Inflated pahoehoe sheet flows have a distinctive horizontal upper surface, which can be several hundred meters across, and are bounded by steep monoclinal uplifts. The inflated sheet flows we studied ranged from 1 to 5 m in thickness, but initially propagated as thin sheets of fluid pahoehoe lava, generally 20-30 cm thick. Individual lobes originated at outbreaks from the inflated front of a prior sheet-flow lobe and initially moved rapidly away from their source. Velocities slowed greatly within hours due to radial spreading and to depletion of lava stored within the source flow. As the outward flow velocity decreases, cooling promotes rapid crustal growth. At first, the crust behaves plastically as pahoehoe toes form. After the crust attains a thickness of 2-5 cm, it behaves more rigidly and develops enough strength to retain incoming lava, thus increasing the hydrostatic head at the flow front. The increased hydrostatic pressure is distributed evenly through the liquid lava core of the flow, resulting in uniform uplift of the entire sheet-flow lobe. Initial uplift rates are rapid (flows thicken to 1 m in 1-2 hours), but rates decline sharply as crustal thickness increases, and as outbreaks occur from the margins of the inflating lobe. One flow reached a final thickness of nearly 4 m after 350 hr. Inflation data define power-law curves, whereas crustal cooling follows square root of time relationships; the combination of data can be used to construct simple models of inflated sheet flows.

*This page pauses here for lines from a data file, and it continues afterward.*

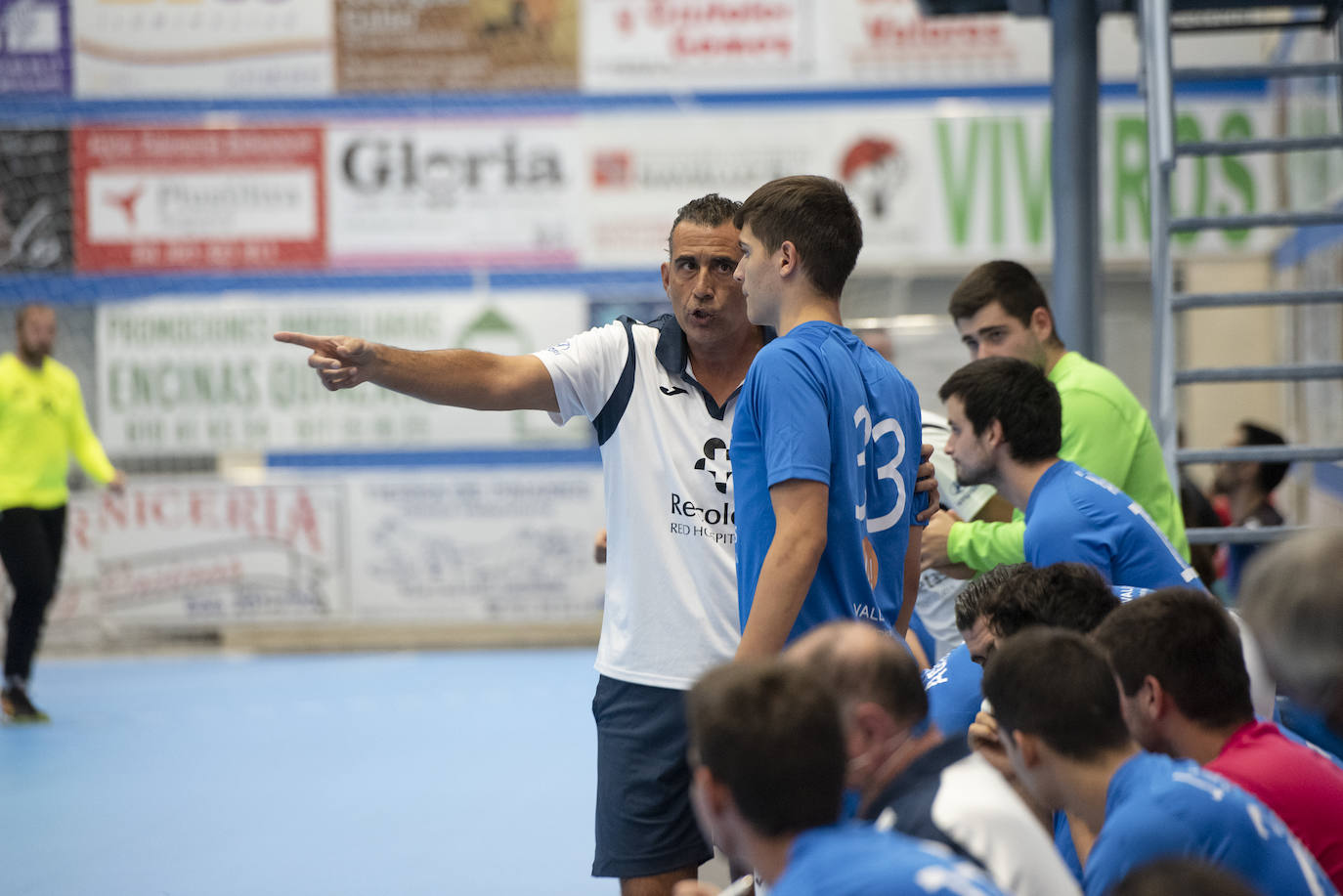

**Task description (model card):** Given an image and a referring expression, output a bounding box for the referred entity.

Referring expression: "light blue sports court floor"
[0,649,617,896]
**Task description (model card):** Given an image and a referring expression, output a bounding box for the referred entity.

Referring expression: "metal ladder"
[1139,0,1343,544]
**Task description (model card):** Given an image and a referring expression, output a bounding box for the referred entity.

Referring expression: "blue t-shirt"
[1082,753,1338,896]
[923,645,984,735]
[769,824,1002,896]
[1026,461,1203,588]
[730,321,928,641]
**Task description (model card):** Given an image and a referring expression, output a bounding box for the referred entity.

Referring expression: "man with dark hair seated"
[1092,588,1343,888]
[983,627,1338,896]
[783,622,1080,896]
[676,659,1002,896]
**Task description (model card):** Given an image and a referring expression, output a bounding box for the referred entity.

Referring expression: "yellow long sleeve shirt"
[0,352,115,510]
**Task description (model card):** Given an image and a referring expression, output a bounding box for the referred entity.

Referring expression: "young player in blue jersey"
[679,659,1002,896]
[938,358,1202,588]
[983,627,1338,896]
[732,177,928,659]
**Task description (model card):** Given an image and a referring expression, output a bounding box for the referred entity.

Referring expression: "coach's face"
[662,222,752,355]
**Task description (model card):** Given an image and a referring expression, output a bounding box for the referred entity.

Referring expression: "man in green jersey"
[0,305,125,721]
[922,261,1189,584]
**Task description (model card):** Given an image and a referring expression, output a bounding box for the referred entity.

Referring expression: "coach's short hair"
[1092,588,1254,727]
[937,358,1063,463]
[735,175,862,300]
[983,626,1131,762]
[1239,530,1343,719]
[784,620,928,727]
[947,259,1063,347]
[956,563,1035,631]
[984,563,1120,638]
[668,193,741,252]
[686,657,847,837]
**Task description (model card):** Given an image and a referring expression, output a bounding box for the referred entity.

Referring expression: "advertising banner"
[51,478,349,624]
[97,293,592,456]
[74,128,325,270]
[0,0,69,94]
[583,100,1278,266]
[74,0,336,98]
[326,118,582,268]
[583,0,810,93]
[0,130,74,272]
[349,463,604,620]
[336,0,579,93]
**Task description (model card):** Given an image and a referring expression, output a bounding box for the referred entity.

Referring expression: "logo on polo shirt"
[694,440,732,494]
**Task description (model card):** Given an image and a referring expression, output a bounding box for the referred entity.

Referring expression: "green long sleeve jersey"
[0,354,115,510]
[947,352,1189,567]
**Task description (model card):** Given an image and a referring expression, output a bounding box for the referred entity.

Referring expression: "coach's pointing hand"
[276,332,377,392]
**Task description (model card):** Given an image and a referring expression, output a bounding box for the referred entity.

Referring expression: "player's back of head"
[1092,588,1254,727]
[983,626,1131,762]
[686,659,846,837]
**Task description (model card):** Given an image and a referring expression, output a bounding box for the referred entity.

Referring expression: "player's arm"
[276,332,560,412]
[895,526,924,638]
[737,480,830,660]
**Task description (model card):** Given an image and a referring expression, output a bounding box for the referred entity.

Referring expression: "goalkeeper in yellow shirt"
[0,304,125,723]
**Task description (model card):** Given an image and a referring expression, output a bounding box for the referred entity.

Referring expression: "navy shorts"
[592,676,714,877]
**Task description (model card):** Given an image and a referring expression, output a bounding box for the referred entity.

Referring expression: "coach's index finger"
[274,330,334,352]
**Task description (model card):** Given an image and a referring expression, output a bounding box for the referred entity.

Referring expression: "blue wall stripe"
[0,78,1268,126]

As the flow advances, preferred pathways develop in the older portions of the liquid-cored flow; these pathways can evolve into lavatube systems within a few weeks. Formation of lava tubes results in highly efficient delivery of lava at velocities of several kilometers per hour to a flow front that may be moving 1-2 orders of magnitude slower. If advance of the sheet flow is terminated, the tube remains filled with lava that crystallizes in situ rather than draining to form the cave-like lava tubes commonly associated with pahoehoe flows.

Inflated sheet flows from Kilauea and Mauna Loa are morphologically similar to some thick Icelandic and submarine sheet flows, suggesting a similar mechanism of emplacement. The planar, sheet-like geometry of flood-basalt flows may also result from inflation of sequentially emplaced flow lobes rather than nearly instantaneous emplacement as literal floods of lava.